Next week, as the Waunakee area celebrates the opening of the new public library, it will mark the end of a nearly 15-year process that hit several road bumps along the way.
This chapter in Waunakee’s history involved nearly 500 Waunakee area residents and those hired to work on the project, all who helped see the project to fruition.
But according to one library board and village board member, the long timeline may have benefited the project overall.
“The time it took was a benefit to the library,” said Village Trustee Gary Herzberg. “It gave village board members a better understanding of the library and the needs.”
Over time, the village board came to a consensus that its current facility was no longer adequate for the growing community, and expanding the existing South Street building and parking was not an option.
In 2007, a site committee formed to recommend a location for the new library.
They visited a number of locations, said Village President Chris Zellner, and narrowed them down to four – the Waunakee Alloy site on N. Madison Street, the Main and N. Madison Street site then owned by the village, the Ganser property at Woodland Drive and Simon Crestway, and the Breunig property at Division and Main streets.
After the village board rejected Waunakee Alloy’s $1.7 million offer to purchase that site, that location came off the table. The purchase price was high, and site remediation costs were.
In 2008, as the Great Recession put an economic stranglehold on the nation, the village board decided to delay the library project. Village board members had at one time considered a November 2008 referendum, but that date came and went, according to a story that appeared in the Tribune in November of that year.
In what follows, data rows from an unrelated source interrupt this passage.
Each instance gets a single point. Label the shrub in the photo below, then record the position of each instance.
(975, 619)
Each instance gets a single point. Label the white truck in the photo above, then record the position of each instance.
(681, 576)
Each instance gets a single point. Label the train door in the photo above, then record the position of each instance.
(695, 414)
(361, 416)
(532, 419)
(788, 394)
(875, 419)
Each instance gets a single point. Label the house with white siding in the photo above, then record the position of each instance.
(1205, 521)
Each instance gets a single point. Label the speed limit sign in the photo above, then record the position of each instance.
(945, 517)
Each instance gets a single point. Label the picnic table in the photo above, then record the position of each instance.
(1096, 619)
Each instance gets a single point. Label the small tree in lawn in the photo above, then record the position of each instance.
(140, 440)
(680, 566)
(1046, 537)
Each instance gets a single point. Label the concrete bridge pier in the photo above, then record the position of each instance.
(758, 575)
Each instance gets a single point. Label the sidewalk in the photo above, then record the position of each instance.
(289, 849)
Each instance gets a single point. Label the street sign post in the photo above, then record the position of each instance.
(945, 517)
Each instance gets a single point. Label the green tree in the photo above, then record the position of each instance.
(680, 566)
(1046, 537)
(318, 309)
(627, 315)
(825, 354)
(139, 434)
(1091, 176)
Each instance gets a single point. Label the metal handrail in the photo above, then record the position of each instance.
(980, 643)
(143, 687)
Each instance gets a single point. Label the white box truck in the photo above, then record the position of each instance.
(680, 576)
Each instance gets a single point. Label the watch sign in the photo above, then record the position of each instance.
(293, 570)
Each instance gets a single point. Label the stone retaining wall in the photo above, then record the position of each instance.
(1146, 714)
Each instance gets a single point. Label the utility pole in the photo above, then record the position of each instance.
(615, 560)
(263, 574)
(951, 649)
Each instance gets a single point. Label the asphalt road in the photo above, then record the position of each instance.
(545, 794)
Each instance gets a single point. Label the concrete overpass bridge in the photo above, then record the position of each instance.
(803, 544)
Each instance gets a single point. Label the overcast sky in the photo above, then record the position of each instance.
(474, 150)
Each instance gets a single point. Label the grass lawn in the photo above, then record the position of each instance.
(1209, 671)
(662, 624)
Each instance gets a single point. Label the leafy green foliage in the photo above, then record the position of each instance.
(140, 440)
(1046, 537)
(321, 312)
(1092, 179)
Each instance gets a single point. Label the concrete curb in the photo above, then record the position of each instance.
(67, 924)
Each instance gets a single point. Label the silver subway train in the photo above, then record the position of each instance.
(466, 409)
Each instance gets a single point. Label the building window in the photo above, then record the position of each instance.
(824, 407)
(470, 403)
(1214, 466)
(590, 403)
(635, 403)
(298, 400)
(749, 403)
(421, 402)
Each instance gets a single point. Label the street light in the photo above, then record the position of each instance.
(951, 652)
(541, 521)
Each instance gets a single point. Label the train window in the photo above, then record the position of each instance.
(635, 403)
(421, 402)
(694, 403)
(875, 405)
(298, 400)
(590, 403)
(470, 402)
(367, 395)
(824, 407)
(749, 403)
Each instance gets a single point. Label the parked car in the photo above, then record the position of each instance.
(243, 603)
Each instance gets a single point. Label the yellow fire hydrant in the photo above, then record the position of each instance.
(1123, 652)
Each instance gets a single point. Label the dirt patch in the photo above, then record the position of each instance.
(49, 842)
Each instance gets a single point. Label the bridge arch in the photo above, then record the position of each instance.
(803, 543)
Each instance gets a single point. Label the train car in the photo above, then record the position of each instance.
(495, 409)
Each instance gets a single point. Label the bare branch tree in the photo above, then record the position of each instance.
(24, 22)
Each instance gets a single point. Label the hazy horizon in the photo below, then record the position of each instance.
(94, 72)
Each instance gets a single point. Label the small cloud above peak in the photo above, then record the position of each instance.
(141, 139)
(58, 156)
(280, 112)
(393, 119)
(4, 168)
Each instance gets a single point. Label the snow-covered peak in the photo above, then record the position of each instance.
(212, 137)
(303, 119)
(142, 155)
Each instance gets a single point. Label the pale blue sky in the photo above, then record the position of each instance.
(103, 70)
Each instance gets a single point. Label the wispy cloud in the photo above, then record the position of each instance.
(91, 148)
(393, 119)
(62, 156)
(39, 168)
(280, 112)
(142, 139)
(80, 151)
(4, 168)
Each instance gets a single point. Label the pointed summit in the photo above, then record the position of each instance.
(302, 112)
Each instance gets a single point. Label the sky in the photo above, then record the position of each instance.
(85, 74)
In 2007, Stone House Development had approached the village about redeveloping the Madison and Main Street site and incorporating a library in the project, but the village board delayed that to study other options. Those plans fizzled out as the recession took hold.
Later, in 2010, another study was done of the Madison and Main Street site.
Other needed projects
Over the ensuing years, the library was always listed as an unfunded capital project to complete at some point, but the community had other, more pressing projects.
“The Village Center had just come in,” Zellner said, adding that the Main Street reconstruction, the new EMS, Police Station and Fire Station expansion were needed.
“Figuring out how we could put all those pieces together was a challenge,” Zellner said. “The library was the last of those pieces.”
Herzberg added that it was frustrating as updates were needed to the police, EMS and fire stations.
“Every year, one of those would jump in,” he said. “In the end, I think it worked out best. With the library, we were trying to keep it in the minds of the village board and keep them thinking about it, and trying to keep the library board from going crazy.”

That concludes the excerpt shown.